Now, the mean of the observations is:

\[ \text{Mean} = \frac{125 + a + b + 170 + 190 + 210 + 230}{7} = \frac{125 + 300 + 170 + 190 + 210 + 230}{7} = 175 \]

The mean deviation about the mean is:

\[ \frac{|125 - 175| + |a - 175| + |b - 175| + |170 - 175| + |190 - 175| + |210 - 175| + |230 - 175|}{7} \]

Simplifying:

\[ \frac{50 + |a - 175| + |b - 175| + 5 + 15 + 35 + 55}{7} = 30 \]

Answer 2

Find the mean deviation about the mean for the 7 observations: 170, 125, 230, 190, 210, a, b, given that their median is 170 and mean deviation about the median is \( \frac{205}{7} \).

Concept Used:

For n observations \( x_1, x_2, \dots, x_n \):

• Median is the middle value when arranged in order.
• Mean deviation about median = \( \frac{1}{n} \sum |x_i - M| \), where M is median.
• Mean deviation about mean = \( \frac{1}{n} \sum |x_i - \bar{x}| \), where \( \bar{x} \) is mean.

Step-by-Step Solution:

Step 1: Arrange known observations and use median information.

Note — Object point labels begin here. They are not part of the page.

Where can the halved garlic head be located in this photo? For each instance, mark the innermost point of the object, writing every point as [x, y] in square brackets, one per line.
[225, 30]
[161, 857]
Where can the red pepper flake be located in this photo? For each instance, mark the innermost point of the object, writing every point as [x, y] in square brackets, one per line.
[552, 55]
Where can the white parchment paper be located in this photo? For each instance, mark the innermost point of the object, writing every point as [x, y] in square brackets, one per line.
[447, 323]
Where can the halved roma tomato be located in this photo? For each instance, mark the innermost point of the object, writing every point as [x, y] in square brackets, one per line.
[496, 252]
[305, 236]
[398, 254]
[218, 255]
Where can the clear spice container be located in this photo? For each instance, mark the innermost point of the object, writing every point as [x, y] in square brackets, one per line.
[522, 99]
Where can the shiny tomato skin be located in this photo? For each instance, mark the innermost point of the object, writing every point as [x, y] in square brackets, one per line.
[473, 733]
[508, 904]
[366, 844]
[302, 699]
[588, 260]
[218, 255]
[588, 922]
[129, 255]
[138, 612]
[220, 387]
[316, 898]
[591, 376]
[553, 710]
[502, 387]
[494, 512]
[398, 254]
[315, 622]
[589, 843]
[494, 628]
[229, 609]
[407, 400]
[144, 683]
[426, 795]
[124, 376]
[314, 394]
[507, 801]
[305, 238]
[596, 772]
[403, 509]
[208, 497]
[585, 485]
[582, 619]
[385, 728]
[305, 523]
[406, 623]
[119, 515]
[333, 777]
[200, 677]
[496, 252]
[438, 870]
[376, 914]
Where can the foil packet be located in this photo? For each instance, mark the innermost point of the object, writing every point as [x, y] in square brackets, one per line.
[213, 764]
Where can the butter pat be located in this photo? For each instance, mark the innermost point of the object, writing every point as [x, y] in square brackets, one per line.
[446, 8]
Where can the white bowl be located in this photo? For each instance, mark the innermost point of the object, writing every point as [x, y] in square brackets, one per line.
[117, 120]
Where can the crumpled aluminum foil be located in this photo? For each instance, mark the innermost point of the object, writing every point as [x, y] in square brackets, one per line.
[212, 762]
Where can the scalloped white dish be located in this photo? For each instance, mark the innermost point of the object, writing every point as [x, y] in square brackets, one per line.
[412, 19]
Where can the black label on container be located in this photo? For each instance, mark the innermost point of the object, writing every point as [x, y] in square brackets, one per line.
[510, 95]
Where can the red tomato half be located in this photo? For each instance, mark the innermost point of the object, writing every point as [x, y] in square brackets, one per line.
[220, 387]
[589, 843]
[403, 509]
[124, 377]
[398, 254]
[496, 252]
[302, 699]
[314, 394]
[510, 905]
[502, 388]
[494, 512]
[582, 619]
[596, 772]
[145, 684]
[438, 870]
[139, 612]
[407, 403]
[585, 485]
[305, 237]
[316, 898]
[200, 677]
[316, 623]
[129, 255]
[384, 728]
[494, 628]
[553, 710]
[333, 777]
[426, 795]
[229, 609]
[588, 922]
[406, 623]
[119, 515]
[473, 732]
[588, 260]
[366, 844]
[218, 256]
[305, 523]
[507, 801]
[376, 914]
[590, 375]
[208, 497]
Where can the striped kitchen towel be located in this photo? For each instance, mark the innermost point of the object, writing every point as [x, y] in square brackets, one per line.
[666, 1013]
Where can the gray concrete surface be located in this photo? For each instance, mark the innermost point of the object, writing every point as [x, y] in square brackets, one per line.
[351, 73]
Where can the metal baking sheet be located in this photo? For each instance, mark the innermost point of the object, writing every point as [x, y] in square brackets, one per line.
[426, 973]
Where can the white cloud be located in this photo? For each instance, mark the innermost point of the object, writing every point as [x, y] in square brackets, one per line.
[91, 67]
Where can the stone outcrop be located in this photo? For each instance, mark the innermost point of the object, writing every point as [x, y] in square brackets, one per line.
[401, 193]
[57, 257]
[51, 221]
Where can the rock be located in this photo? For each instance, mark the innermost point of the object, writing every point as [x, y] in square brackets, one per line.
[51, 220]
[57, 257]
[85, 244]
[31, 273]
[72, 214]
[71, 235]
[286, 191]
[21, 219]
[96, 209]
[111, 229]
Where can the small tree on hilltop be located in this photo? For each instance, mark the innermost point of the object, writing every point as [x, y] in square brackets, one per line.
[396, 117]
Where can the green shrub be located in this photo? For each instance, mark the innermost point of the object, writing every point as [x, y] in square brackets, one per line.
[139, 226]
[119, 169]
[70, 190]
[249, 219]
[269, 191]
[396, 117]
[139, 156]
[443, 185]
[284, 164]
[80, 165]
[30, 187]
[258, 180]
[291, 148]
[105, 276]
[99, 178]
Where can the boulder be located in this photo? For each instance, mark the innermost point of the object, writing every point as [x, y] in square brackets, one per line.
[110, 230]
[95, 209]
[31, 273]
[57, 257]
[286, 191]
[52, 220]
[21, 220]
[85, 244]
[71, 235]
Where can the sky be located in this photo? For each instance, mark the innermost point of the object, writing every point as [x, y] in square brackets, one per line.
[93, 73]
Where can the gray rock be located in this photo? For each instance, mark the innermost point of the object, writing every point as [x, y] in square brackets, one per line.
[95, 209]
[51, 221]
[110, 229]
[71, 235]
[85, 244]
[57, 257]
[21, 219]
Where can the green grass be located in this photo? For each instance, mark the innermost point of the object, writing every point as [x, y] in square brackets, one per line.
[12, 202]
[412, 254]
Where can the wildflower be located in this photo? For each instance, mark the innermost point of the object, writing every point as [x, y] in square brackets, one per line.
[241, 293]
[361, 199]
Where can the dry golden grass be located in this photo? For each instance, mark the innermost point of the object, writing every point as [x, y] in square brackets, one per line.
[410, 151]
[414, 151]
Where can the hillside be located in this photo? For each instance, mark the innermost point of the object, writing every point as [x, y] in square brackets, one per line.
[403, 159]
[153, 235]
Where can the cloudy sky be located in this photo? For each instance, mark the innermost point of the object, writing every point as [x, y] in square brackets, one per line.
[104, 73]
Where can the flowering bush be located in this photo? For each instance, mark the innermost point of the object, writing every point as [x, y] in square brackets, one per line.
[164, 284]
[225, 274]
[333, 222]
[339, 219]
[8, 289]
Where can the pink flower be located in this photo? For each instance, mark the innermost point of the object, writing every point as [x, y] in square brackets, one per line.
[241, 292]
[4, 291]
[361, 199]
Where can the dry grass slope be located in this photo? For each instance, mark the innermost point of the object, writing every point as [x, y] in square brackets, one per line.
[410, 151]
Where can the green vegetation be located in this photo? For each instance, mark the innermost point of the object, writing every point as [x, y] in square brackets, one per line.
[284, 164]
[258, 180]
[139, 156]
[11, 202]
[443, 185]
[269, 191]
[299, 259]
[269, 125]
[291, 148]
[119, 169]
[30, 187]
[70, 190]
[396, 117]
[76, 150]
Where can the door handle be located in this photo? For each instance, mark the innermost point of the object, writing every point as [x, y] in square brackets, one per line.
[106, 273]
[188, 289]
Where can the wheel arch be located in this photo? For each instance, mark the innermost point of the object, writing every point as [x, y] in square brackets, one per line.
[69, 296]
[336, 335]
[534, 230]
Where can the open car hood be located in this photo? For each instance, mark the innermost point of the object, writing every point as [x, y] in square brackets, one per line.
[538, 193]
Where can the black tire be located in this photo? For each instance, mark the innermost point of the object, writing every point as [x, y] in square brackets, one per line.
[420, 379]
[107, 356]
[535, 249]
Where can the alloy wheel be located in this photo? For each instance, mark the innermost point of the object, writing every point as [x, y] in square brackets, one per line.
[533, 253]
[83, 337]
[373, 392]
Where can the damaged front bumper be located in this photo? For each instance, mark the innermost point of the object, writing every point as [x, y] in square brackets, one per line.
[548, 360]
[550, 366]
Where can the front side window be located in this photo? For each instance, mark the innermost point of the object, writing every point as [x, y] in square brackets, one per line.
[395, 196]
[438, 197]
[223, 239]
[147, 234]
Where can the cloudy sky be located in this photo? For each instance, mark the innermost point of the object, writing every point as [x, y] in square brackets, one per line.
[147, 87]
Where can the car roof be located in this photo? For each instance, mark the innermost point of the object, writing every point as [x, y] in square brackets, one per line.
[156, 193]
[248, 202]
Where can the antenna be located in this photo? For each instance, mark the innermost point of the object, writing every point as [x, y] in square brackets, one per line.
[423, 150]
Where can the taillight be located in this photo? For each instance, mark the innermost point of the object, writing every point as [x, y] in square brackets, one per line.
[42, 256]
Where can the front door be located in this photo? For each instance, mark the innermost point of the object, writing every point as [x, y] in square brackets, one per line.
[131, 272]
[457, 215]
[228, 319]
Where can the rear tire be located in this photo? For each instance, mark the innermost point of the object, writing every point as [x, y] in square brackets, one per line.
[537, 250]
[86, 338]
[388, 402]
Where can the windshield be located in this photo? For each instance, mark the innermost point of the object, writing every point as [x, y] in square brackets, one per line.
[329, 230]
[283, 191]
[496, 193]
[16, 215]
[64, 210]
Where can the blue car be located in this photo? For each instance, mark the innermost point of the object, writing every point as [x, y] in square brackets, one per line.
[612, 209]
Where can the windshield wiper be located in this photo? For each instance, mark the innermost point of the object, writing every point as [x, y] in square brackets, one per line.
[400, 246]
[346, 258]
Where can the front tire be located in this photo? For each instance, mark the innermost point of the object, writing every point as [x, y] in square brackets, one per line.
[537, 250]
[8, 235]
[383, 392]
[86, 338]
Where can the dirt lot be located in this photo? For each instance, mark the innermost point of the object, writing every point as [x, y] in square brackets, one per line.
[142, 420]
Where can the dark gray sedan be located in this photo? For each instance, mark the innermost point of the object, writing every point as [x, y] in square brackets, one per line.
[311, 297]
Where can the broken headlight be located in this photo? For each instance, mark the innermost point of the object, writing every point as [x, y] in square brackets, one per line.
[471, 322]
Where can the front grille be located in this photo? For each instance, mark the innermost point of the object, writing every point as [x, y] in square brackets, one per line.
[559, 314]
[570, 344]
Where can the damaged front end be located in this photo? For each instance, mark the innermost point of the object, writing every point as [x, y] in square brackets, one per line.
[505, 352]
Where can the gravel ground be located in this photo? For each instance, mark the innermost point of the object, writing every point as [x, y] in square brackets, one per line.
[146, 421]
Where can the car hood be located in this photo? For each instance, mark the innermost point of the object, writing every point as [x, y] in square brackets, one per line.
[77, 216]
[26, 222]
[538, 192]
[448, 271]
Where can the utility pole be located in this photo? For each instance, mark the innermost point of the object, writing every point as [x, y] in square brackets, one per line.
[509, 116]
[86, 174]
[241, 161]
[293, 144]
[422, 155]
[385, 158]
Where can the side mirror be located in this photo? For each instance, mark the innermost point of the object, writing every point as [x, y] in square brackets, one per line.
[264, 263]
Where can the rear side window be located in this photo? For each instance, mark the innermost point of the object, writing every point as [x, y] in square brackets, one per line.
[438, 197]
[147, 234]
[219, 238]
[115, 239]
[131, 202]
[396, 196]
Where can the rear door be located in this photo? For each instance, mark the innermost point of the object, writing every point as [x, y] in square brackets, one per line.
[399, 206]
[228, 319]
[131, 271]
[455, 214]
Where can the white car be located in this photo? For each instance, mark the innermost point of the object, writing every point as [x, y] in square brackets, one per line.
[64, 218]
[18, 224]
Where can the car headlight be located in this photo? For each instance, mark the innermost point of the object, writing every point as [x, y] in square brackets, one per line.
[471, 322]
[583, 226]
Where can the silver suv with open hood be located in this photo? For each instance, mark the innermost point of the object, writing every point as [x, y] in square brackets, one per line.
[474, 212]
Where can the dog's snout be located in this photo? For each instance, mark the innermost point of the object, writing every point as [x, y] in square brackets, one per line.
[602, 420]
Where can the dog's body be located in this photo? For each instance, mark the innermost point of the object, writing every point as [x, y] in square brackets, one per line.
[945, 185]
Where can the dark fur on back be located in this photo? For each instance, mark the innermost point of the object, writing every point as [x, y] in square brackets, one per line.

Observations: 125, 170, 190, 210, 230, a, b (n=7).

Median is 4th observation when arranged in order = 170.

So in sorted order: \( x_{(1)}, x_{(2)}, x_{(3)}, 170, x_{(5)}, x_{(6)}, x_{(7)} \).

Given numbers: 125, 170, 190, 210, 230 must fit into these positions.

Since median=170, 170 must be the 4th observation. So first 3 observations ≤ 170, last 3 ≥ 170.

125 is smallest ⇒ \( x_{(1)} = 125 \).

We have another 170? Possibly a or b = 170? But then median still 170 if fourth smallest is 170.

Let's assign: \( x_{(1)} = 125 \), \( x_{(4)} = 170 \).

Remaining known: 170, 190, 210, 230 and a, b.

We need \( x_{(2)}, x_{(3)} \le 170 \), \( x_{(5)}, x_{(6)}, x_{(7)} \ge 170 \).

So possible: \( x_{(2)} = 170 \) (second 170), \( x_{(3)} = ? \) must be ≤ 170 ⇒ maybe a or b ≤ 170.

\( x_{(5)} = 190 \), \( x_{(6)} = 210 \), \( x_{(7)} = 230 \).

So sorted order: 125, 170, (a or b ≤ 170), 170, 190, 210, 230.

Thus a, b are: one is ≤ 170 (goes in position 3), other is 170 (goes in position 2 or 4? Actually position 4 is fixed as 170, so other 170 must be in position 2).

So a = 170, b ≤ 170.

Actually: positions: 1:125, 2:170, 3: b (≤170), 4:170, 5:190, 6:210, 7:230.

So a = 170, b ≤ 170.

Step 2: Use mean deviation about median information.

Mean deviation about median (170) = \( \frac{205}{7} \).

\[ \frac{1}{7} \left[ |125-170| + |170-170| + |b-170| + |170-170| + |190-170| + |210-170| + |230-170| \right] = \frac{205}{7} \] \[ \frac{45 + 0 + |b-170| + 0 + 20 + 40 + 60}{7} = \frac{205}{7} \] \[ 45 + |b-170| + 20 + 40 + 60 = 205 \] \[ |b-170| + 165 = 205 \] \[ |b-170| = 40 \] Since b ≤ 170, 170 - b = 40 ⇒ b = 130.

 

Step 3: Observations are: 125, 130, 170, 170, 190, 210, 230.

Compute mean:

\[ \bar{x} = \frac{125 + 130 + 170 + 170 + 190 + 210 + 230}{7} \] \[ = \frac{1225}{7} = 175 \]

Step 4: Mean deviation about mean:

\[ \frac{1}{7} \left[ |125-175| + |130-175| + |170-175| + |170-175| + |190-175| + |210-175| + |230-175| \right] \] \[ = \frac{1}{7} \left[ 50 + 45 + 5 + 5 + 15 + 35 + 55 \right] \] \[ = \frac{1}{7} \left[ 210 \right] = 30 \]

Therefore, the mean deviation about the mean is 30.